Plotting Cross-Validated Predictions#

This example shows how to use cross_val_predict together with PredictionErrorDisplay to visualize prediction errors.

# Authors: The scikit-learn developers
# SPDX-License-Identifier: BSD-3-Clause

We will load the diabetes dataset and create an instance of a linear regression model.

from sklearn.datasets import load_diabetes
from sklearn.linear_model import LinearRegression

X, y = load_diabetes(return_X_y=True)
lr = LinearRegression()

cross_val_predict returns an array of the same size of y where each entry is a prediction obtained by cross validation.

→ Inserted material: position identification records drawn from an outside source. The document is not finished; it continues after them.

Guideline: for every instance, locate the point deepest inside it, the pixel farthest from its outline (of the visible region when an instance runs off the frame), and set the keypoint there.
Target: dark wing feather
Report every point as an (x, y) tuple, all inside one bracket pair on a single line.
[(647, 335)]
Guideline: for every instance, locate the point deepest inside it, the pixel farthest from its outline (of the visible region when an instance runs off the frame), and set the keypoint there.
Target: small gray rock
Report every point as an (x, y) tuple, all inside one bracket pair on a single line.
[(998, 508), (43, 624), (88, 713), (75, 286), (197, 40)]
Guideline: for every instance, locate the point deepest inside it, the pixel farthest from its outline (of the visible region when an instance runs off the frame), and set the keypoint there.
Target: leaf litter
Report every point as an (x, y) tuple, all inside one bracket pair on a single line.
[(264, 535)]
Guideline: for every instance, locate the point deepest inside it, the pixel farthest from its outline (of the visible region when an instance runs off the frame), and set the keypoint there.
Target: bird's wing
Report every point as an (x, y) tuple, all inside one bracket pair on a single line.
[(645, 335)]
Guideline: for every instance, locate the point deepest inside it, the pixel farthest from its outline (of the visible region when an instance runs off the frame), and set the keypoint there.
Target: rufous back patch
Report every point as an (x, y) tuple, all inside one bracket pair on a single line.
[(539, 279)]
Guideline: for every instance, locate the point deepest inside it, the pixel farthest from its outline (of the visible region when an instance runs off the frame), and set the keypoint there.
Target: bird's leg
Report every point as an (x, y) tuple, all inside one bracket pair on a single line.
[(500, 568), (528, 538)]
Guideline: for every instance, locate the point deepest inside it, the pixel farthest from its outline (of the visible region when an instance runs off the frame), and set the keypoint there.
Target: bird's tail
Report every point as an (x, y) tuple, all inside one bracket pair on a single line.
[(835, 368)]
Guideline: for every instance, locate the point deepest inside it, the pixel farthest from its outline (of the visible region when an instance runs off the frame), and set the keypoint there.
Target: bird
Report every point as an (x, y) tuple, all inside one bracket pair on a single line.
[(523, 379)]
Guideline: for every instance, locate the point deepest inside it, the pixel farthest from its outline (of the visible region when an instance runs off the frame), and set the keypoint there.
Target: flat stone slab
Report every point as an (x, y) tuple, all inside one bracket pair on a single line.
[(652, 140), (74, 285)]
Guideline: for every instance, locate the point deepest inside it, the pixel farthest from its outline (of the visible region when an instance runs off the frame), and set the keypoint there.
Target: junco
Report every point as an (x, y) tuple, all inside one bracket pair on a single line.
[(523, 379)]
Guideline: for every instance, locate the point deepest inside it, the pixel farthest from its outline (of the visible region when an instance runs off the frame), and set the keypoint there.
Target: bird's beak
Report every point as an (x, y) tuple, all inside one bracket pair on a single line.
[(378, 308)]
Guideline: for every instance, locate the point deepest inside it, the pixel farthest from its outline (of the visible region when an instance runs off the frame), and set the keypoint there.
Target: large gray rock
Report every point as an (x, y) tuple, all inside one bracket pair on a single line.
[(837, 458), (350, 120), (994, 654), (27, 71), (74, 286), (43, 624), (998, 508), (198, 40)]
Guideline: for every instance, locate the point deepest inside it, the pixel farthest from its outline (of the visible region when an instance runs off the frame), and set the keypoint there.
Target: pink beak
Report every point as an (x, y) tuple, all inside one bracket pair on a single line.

from sklearn.model_selection import cross_val_predict

y_pred = cross_val_predict(lr, X, y, cv=10)

Since cv=10, it means that we trained 10 models and each model was used to predict on one of the 10 folds. We can now use the PredictionErrorDisplay to visualize the prediction errors.

On the left axis, we plot the observed values \(y\) vs. the predicted values \(\hat{y}\) given by the models. On the right axis, we plot the residuals (i.e. the difference between the observed values and the predicted values) vs. the predicted values.

import matplotlib.pyplot as plt

from sklearn.metrics import PredictionErrorDisplay

fig, axs = plt.subplots(ncols=2, figsize=(8, 4))
PredictionErrorDisplay.from_predictions(
    y,
    y_pred=y_pred,
    kind="actual_vs_predicted",
    subsample=100,
    ax=axs[0],
    random_state=0,
)
axs[0].set_title("Actual vs. Predicted values")
PredictionErrorDisplay.from_predictions(
    y,
    y_pred=y_pred,
    kind="residual_vs_predicted",
    subsample=100,
    ax=axs[1],
    random_state=0,
)
axs[1].set_title("Residuals vs. Predicted Values")
fig.suptitle("Plotting cross-validated predictions")
plt.tight_layout()
plt.show()